# Black CLK 430 / Mercedes full correction



## dsms (Feb 1, 2008)

*

Didnt plan on it being a long weekend...










But things never usually work out as well as we like

And on with the detail...

On arrival










Wheel first



















After high pressure rinsing most all of the surface brake dust and grime came off nicely but the wheel inners were in bad shape










Used the following:

Gloss It wheel gel 2:1
Megs APC+
Stoners Tarminator
various brushes

GI wheel gel sitting (very clingy stuff :headbang










After










Pulled the CLK inside for claying and inspection, car was consistent at 6-7mils










The paint was in very bad shape, lots of auto wash damage and deep RIDS. I was on a time schedule and a tight budget so the 3 step process this car NEEDED for 100% paint correction was not able to be performed, I instead settled on a 2 step process which worked extremely well to remove the heavy defects and finish out the paint nicely. Overall I would say 95% correction was achieved, some areas with less defect cleaned up easier and other areas needed some extra attention using 2 hits of M105 w. the wool pad.

Paint correction process:

Megs M105 w/ Gloss It baby lambswool cutting pad (5.75" and 4") 
Menz 85rd w/ Gloss It blue finishing pad (5.75 and 4")
+ Gloss It EVP polish extender

The lambswool pad and M105 did a really nice job on the heavy defects, I polished at about 2400rpm using the EVP w/ M105 and heavy pressure. This combo knocked down the heavy defects but left a lot of hologramming behind (as expected)
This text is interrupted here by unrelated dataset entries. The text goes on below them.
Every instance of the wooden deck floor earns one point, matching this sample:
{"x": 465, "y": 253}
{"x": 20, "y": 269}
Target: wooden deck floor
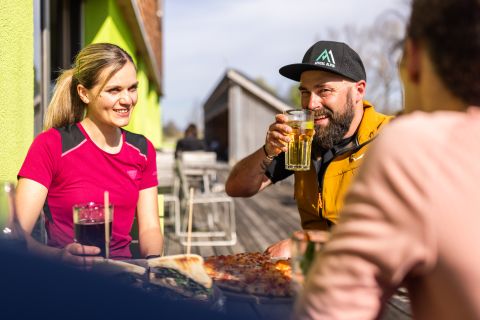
{"x": 261, "y": 220}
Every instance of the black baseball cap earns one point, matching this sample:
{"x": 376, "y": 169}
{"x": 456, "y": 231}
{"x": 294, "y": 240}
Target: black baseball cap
{"x": 330, "y": 56}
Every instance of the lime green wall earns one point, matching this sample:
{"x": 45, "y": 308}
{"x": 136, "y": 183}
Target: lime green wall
{"x": 105, "y": 23}
{"x": 16, "y": 84}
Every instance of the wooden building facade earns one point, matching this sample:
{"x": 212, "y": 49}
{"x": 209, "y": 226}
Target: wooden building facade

Step 2 of the process was crucial as it was a makeshift middle and finishing polish step using the 85rd. Using the blue GI finishing pad and 85rd w/ EVP I worked it at about 1900rpm for many many passes to knock down the holos and fine swirls then I backed down to about 1500rpm for a few passes to refine the finish a little more and then back down to 1100rpm for straight jeweling with no pressure.
* 2-3 IPA wipedowns were done with M105 to ensure no filling

To my surprise that process worked just as I had wanted, the paint cleaned up nicely and a good bit of depth and clarity was restored as well.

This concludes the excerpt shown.